Reporter: then what do you think its influence on Iraqi reconstruction?
Solingen: politics is always linked with economy. Political stability will create better opportunities for economic development.
Reporter: this is doubtlessly a breaking news to British Prime Minister Tony Blair, who put his political career at stake even before the war was launched. After the end of the war, the coalition army suffered continuous casualties and doubts on whether Iraq has weapons of mass destruction have left Blair in a sorry plight. Will the news help to tide him over?

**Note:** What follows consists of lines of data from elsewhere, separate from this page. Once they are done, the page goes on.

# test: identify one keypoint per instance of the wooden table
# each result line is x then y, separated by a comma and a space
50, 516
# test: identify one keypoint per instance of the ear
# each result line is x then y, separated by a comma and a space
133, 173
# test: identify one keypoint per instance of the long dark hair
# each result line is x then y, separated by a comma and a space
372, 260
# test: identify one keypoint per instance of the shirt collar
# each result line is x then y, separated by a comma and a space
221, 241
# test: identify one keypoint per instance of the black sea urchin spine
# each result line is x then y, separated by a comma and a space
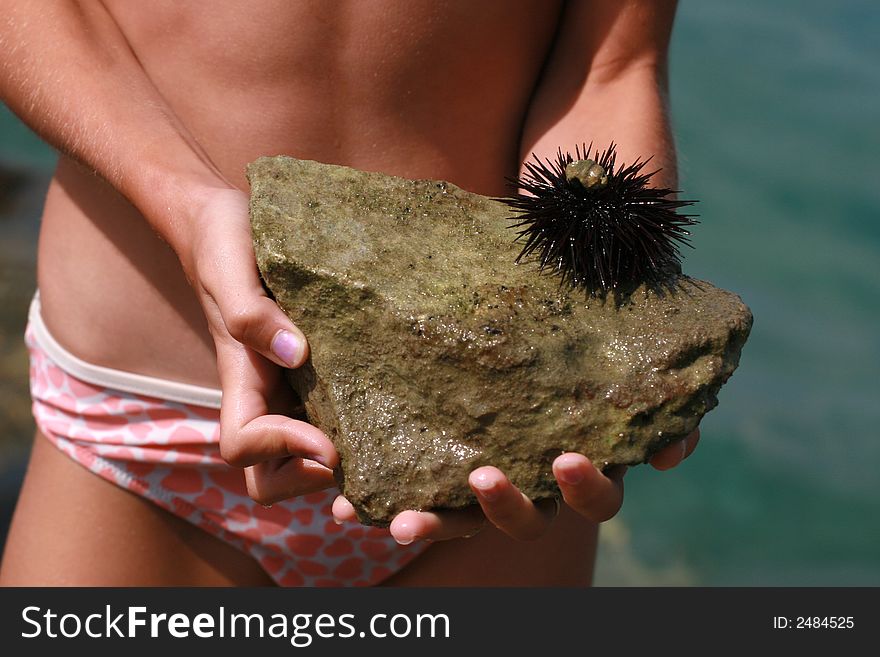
598, 227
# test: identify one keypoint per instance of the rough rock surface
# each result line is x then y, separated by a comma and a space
432, 353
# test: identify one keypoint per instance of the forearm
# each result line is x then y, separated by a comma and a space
630, 111
607, 81
69, 73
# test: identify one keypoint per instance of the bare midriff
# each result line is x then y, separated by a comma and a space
416, 89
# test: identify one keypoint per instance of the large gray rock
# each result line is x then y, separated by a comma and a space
432, 353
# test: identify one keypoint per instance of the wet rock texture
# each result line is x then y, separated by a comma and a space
432, 353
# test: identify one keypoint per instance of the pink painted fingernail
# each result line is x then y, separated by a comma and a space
319, 459
288, 347
571, 476
485, 487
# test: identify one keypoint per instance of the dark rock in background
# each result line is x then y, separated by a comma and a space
433, 353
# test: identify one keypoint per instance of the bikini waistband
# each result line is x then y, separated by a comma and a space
138, 384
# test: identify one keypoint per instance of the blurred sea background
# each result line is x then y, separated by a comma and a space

Solingen: Blair is of course greatly encouraged and he can finally defend himself, since, to a certain extend, he is now able to justify himself before voters, and this will help him to reverse the difficult situation. Actually, I feel that Blair's decision of tying himself together with America on the Iraqi issue is because that Blair really hopes to topple the Saddam regime, rather than because of the traditional ties between Britain and America
For Europeans, two big events happened during the past 24 hours. One is that the EU summit failed to pass the EU Constitution; the other is the capture of Saddam. If the former turned out a bad news to Europeans, then the latter at least served as a consolation. Europeans also paid much cost in Iraq and by now scores of European soldiers and intelligence workers have died there. The capture of Saddam will boost the morale of the coalition army stationed in Iraq. This is, after all, a positive progress.
Backgrounder: Etel Solingen
Professor, Political Science, School of Social Sciences, PH.D., University of California, Irvine, Los Angeles. Expert on regional conflicts, having profound study on Middle East issue and South Asia cooperation. She wrote "Regional Orders at Century's Dawn: Global and Domestic Influences on Grand Strategy" (Princeton University Press, 1998), in which she devoted a chapter to the Middle East issue. Though five years have passed, the development of Mid East situation still didn't go beyond her analysis and predictions.